Explosive Extell Demoing West 57th Tire Tower
Gary Barnett continues to bulldoze his way across the city. Just last week, his Extell Development unveiled plans for a new tower at Riverside South; found a partner for a stalled 50-story hotel near Times Square; and secured $700 million in financing from Abu Dhabi toward One57, the condo-hotel tower on West 57th Street that will be the tallest, and likely most expensive, when it is completed. As if that were not enough, the developer has begun work just down the block on another of its long-simmering projects.
At the corner of Broadway and 57th Street, Extell has plans for yet another soaring tower; it will be either commercial or residential, an official decision has not been made. That has not kept the developer from moving ahead with demolition of some of the buildings it owns on the site, a controversial task since Extell fought off an effort by the Landmarks Preservation Commission to preserve two of the structures in 2009.
Extell assembled the T-shaped plot last decade and then took out a $256 million mortgage on it, leading to quite a bit of consternation when the commission unexpectedly decided 1780 Broadway and 225 West 57th Street were worth saving. Once owned by B.F. Goodrich, they are part of a stretch of Jazz Age dealerships known as Automobile Row. In the end, the commission brooked a contentious deal to save 1780 Broadway while allowing 225 West 57th Street to be torn down.
The site, like so many others at the moment, had lain fallow through the downturn but has now reawakened. Between February and June of this year, Extell filed a series of demolition permits for various buildings on 57th and 58th streets, which the Department of Buildings approved last month. One of those buildings is now coming down, with others to follow. “We’re doing salvage work on the interiors of 217 and 221 West 57th and then start this week to take down the three-story 217 floor by floor,” an Extell spokesman said in an email last week.
The spokesman would not disclose whether the project had financing, but that has not stopped Extell before.
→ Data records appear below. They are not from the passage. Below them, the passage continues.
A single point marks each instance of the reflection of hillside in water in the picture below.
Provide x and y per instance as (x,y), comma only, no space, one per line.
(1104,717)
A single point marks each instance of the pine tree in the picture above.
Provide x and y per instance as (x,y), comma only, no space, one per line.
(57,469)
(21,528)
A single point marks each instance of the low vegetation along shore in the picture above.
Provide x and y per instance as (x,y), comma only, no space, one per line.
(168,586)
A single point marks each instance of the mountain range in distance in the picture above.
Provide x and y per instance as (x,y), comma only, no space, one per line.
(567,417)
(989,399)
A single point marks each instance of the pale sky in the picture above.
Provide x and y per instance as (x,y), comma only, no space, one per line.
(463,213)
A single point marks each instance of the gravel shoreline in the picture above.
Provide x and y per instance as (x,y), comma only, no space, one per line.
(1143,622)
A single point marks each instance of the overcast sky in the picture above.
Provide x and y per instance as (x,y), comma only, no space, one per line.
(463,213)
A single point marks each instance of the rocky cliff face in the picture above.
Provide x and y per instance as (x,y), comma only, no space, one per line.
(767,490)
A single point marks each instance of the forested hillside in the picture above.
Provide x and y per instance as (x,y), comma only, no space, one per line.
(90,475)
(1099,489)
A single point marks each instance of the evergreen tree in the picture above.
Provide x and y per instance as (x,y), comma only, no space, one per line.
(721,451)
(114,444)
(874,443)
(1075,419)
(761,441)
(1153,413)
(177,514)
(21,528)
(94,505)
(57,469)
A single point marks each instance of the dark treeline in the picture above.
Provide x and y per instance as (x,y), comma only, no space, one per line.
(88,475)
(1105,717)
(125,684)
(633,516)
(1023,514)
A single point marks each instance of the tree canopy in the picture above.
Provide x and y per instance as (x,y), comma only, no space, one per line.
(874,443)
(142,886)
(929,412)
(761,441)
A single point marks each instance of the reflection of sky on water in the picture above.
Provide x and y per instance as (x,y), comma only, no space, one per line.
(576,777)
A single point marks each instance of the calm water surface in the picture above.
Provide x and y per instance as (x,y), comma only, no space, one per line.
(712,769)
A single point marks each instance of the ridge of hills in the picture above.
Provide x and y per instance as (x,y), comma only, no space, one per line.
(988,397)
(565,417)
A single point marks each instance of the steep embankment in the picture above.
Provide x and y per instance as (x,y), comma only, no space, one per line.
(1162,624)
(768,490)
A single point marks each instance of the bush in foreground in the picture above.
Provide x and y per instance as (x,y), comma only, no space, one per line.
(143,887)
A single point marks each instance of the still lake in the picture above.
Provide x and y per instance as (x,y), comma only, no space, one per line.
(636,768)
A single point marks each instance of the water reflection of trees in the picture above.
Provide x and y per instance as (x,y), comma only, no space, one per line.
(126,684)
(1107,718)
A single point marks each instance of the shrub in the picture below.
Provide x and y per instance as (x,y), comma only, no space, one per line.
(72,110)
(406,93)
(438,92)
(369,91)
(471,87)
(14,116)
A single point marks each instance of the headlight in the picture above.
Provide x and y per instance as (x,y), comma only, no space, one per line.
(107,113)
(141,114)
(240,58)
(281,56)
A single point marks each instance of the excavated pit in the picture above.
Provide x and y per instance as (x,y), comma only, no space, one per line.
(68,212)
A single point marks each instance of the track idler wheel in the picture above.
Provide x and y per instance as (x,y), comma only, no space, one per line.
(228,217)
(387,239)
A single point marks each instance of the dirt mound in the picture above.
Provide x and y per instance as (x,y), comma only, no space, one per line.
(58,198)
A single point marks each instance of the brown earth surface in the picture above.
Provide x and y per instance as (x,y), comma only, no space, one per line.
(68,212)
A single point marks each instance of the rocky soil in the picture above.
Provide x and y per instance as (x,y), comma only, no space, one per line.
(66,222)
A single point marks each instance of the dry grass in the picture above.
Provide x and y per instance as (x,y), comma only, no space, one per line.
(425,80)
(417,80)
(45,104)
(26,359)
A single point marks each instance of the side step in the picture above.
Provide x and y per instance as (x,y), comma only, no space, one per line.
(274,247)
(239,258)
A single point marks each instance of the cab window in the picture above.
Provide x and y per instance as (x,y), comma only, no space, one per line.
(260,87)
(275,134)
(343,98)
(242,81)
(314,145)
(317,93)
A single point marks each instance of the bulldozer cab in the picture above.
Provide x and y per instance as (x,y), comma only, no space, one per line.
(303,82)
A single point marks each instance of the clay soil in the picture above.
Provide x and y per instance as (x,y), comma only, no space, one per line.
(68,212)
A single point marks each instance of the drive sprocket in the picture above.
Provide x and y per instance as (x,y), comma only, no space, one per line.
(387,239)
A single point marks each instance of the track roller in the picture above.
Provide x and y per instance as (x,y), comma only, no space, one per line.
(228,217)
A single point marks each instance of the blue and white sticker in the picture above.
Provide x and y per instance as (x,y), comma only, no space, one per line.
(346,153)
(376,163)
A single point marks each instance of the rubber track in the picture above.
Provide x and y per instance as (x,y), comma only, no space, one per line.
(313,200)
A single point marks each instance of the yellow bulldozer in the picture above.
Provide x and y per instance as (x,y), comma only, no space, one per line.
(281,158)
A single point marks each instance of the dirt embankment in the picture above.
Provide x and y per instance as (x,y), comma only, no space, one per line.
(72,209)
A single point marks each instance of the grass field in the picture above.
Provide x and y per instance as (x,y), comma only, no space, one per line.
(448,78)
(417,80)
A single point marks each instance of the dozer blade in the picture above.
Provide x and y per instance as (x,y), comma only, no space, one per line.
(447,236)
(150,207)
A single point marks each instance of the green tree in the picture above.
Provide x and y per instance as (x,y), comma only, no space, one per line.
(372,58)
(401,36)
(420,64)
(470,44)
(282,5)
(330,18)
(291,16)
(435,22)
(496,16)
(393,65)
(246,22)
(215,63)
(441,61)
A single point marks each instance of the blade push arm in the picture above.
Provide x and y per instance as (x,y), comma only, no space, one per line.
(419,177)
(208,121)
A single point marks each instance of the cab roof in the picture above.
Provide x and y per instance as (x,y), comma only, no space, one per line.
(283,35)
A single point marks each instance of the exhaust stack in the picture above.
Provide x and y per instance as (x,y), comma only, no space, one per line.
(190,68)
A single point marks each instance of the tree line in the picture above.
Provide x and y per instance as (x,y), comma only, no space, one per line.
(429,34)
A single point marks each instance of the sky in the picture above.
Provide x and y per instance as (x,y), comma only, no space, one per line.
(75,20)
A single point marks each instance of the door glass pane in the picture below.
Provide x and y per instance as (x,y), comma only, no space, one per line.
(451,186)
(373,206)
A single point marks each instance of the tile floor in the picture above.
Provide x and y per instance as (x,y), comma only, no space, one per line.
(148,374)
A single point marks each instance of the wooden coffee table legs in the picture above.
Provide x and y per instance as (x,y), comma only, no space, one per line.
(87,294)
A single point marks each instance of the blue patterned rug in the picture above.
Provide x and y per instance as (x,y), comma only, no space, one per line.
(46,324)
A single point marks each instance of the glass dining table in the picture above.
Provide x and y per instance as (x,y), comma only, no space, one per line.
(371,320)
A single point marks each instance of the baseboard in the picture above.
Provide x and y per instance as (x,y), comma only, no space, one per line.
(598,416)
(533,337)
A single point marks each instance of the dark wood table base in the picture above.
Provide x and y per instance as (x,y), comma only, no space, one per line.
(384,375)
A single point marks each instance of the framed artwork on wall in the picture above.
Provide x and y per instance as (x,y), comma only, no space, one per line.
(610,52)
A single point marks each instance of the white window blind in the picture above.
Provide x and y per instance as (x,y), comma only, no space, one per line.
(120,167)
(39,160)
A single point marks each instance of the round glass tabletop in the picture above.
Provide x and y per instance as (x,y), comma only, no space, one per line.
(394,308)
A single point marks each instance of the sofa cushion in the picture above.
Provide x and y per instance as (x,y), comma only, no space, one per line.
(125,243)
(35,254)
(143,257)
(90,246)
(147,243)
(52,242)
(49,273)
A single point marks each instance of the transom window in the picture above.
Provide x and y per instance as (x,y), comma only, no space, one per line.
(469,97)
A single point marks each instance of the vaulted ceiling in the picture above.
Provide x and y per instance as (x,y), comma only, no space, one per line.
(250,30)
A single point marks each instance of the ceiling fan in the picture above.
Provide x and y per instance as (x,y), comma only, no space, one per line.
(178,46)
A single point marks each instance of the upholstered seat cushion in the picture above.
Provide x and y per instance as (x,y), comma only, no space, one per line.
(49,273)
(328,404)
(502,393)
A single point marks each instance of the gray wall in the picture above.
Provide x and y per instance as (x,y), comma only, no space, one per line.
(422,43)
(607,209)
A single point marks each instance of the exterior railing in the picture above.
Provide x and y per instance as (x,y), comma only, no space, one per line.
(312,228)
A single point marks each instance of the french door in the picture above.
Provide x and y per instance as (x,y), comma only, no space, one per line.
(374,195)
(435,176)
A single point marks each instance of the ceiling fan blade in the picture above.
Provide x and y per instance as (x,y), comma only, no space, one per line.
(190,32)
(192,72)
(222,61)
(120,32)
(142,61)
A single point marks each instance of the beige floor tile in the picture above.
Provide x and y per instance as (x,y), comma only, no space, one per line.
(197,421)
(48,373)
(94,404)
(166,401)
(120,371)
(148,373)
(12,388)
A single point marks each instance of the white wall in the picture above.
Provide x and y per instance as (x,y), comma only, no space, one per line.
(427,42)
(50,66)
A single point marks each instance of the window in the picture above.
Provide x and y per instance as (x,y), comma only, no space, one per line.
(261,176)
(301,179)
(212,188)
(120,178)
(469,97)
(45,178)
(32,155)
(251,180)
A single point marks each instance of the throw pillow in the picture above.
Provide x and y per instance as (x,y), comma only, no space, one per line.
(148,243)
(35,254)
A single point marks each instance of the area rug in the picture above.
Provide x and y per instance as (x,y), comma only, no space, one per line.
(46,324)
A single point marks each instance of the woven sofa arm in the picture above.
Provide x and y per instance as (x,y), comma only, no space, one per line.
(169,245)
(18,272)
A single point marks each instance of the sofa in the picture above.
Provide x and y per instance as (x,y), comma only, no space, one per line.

Demolition commenced years before construction started on either the One57 site or the International Gem Tower in the Diamond District, and both began construction using only Extell’s equity. As shown at One57, this strategy allowed the developer to act faster because Mr. Barnett did not need to wait for the wrecking ball, and his construction progress helped attract investors, a particularly challenging prospect during the current economic malaise.
Extell also declined to discuss an architect or designs for the 57th and Broadway project, which brings the story back to Riverside South.
For years, Mr. Barnett was known for developing rather pedestrian buildings in line with the man he replaced on that redoubt overlooking the Hudson, Donald Trump. More recently, he has striven for greater architectural ambition, hiring SOM for the International Gem Tower and KPF for the aborted World Commerce Centre. Meanwhile, notable firms such as Lucian LeGrange and FXFowle have been designing some of his residential projects.
Perhaps no architect has benefited more than Christian de Portzamparc, the French Pritzker Prize winner who had built nothing in the city besides the LVMH headquarters a decade ago, with few buildings to his name elsewhere. Now, Mr. Barnett has become his biggest patron, tapping Mr. de Portzamparc not only for One57 but also for Riverside Center, the five-tower complex that is the final piece of the Riverside South puzzle. Extell won a tough rezoning fight for the project last year.
Now that Mr. Barnett has turned to Goldstein Hill & West Architects, a firm best known for working with Costas Kondylis on some of the city’s blander buildings, for the final Riverside South tower that is not a piece of Mr. de Portzamparc’s plan, it raises the question of what sort of designs New Yorkers can expect at 57th Street and Broadway. Will it be another Pritzker-worthy prize, or has Extell returned to more pedestrian fare?